= Peter Madden (solicitor) =

Irish solicitor

Peter Madden is an Irish solicitor based in Belfast. He was a founding partner, along with Pat Finucane (1949–1989) of Madden & Finucane Solicitors in 1979, and as of March 2022 is still the managing partner in the firm. The firm is well-known internationally, especially for their work on the Bloody Sunday Inquiry in 1998, nine years after Finucane was murdered by loyalists.

The firm Madden & Finucane Solicitors were the instructing solicitors for the majority of the deceased and wounded at the Bloody Sunday Inquiry called by British Prime Minister Tony Blair in 1998. Madden worked first with Finucane's brother Martin Finucane, and they were later joined by solicitors Ciarán and Fearghál Shiels.

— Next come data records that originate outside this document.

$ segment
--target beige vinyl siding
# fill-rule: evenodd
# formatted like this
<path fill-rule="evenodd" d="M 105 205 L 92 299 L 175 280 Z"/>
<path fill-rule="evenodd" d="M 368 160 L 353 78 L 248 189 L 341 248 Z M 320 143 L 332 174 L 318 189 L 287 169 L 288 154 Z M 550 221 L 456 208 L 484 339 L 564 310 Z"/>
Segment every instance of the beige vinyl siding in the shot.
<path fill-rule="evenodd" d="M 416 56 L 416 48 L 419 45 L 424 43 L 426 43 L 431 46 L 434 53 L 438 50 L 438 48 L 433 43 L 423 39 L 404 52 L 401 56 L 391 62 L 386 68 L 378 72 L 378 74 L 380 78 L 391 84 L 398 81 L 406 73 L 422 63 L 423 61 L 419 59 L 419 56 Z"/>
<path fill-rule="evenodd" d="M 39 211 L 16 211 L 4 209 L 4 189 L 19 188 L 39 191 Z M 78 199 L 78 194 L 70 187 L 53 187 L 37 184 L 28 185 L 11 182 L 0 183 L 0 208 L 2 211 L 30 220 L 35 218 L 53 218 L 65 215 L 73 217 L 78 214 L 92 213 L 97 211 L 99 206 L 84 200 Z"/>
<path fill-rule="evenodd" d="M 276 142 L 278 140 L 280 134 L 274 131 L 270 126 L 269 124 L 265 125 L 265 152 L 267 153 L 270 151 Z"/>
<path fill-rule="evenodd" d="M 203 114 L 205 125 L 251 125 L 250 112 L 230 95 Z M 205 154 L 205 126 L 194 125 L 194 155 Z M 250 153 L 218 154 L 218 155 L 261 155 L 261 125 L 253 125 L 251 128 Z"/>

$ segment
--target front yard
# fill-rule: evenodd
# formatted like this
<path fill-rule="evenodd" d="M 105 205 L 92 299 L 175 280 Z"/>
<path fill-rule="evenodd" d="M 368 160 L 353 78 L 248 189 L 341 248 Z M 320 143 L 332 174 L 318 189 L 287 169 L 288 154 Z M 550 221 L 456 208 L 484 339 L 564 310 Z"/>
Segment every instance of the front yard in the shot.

By the time the inquiry was called, the firm had already done a huge amount of research, and during the inquiry hired experts to create virtual reality model of the location of the Bloody Sunday massacre on 26 January 1972. In March 2019, it was finally announced as to whether any former soldiers who were at the massacre would face charges as a result of the killings.

Madden was nominated as Human Rights Lawyer of the Year in 2000 by the organisations Liberty and JUSTICE.

Madden was a member of the Law Society Council and chair of the Criminal Law Committee of the Law Society and as of 2009 a member of the Access to Justice Committee and an executive member of the Criminal Bar Association.

He has travelled to South Africa, Colombia, New York City, San Francisco and Israel to investigate, report on or defend people involved in human rights abuses.